Let's first look at classical mechanics. It was widely successful because it made predictions, and those predictions turned out to be true. I include Einstein into the classical side, as I view it as an extension.
Have a look at the moon landings. This was based on classical mechanics, and it predicted the future by almost a week. “Landing a man on the moon and returning him safely to earth”.
This is impressive, no doubt, and alongside a plethora of other impressive things, classical mechanics did establish the reputation of physics.
To put this short: The models make predictions and the observations match.
But then, when scales got smaller, suddenly the predictions failed. The Stern-Gerlach experiment is one, the double-slit experiment another, there were more. The observations were simply consistently different from the predictions.
Now you have a situation where you have a starting state and observations leading to an end state. You can do mathematical calculations on the system that leads from one state to another. Physicists did exactly this, and this leads to superposition (as part of the whole system) as the only possibility that we currently know that makes reliable predictions.
These predictions are just as powerful as the classical mechanics in their realm.
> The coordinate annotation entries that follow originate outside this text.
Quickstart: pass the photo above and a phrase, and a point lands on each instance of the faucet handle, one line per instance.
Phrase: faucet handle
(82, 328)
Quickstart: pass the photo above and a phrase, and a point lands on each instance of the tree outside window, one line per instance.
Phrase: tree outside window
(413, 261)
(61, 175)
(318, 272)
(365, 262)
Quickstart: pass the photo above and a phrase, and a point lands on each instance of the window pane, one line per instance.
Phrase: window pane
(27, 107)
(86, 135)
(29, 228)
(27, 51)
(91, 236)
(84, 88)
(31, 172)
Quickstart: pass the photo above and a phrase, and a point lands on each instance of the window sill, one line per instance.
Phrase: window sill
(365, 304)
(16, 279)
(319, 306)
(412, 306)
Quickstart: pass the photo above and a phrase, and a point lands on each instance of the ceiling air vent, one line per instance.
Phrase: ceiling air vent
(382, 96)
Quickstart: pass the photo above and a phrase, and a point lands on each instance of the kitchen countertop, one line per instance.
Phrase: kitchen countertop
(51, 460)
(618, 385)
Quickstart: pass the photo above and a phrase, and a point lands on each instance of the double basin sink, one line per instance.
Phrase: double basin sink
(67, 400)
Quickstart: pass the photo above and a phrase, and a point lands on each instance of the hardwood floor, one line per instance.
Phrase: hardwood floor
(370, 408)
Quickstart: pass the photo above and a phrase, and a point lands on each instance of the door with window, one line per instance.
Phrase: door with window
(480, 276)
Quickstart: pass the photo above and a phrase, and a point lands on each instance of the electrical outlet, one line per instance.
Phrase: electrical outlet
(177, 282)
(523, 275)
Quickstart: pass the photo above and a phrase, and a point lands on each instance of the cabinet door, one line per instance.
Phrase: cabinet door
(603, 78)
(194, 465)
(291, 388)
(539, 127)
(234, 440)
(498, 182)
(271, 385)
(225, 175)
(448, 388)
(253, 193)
Numerous technical inventions have been made from it, including (the list is not exhaustive) the tunnel diode, the laser, and the CD.
But it is a mathematical model that transforms one state over time into another, and that fits the observations. As for now, superposition does the job, so nobody bothers to seek alternatives. But you can not fully exclude a mathematical model that does the same job but does not need superposition.
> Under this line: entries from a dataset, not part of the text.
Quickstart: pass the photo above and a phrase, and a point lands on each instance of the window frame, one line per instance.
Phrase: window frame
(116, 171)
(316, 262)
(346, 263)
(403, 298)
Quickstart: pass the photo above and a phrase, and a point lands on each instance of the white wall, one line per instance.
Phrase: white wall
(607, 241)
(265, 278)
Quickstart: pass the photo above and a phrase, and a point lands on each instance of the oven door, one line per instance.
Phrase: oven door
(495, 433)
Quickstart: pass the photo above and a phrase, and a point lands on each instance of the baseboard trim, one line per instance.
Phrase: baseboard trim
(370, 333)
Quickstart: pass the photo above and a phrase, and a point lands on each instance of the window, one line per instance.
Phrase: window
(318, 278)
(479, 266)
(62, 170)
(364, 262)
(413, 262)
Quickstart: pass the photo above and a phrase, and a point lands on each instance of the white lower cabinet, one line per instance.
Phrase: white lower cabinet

However, there is one point that will never go away: It is the difference to the predictions of classical mechanics that triggered the search for other models at small scales. In other words, there is no quantum mechanical model without a valid classical model. For example, if you make calculations on flying to Alpha Centauri in 2 seconds (which you can easily do, paper doesn't blush) and then observe that there is a difference to the prediction. This will not allow you to conclude flying to Alpha Centauri above the speed of light must be a quantum mechanical effect.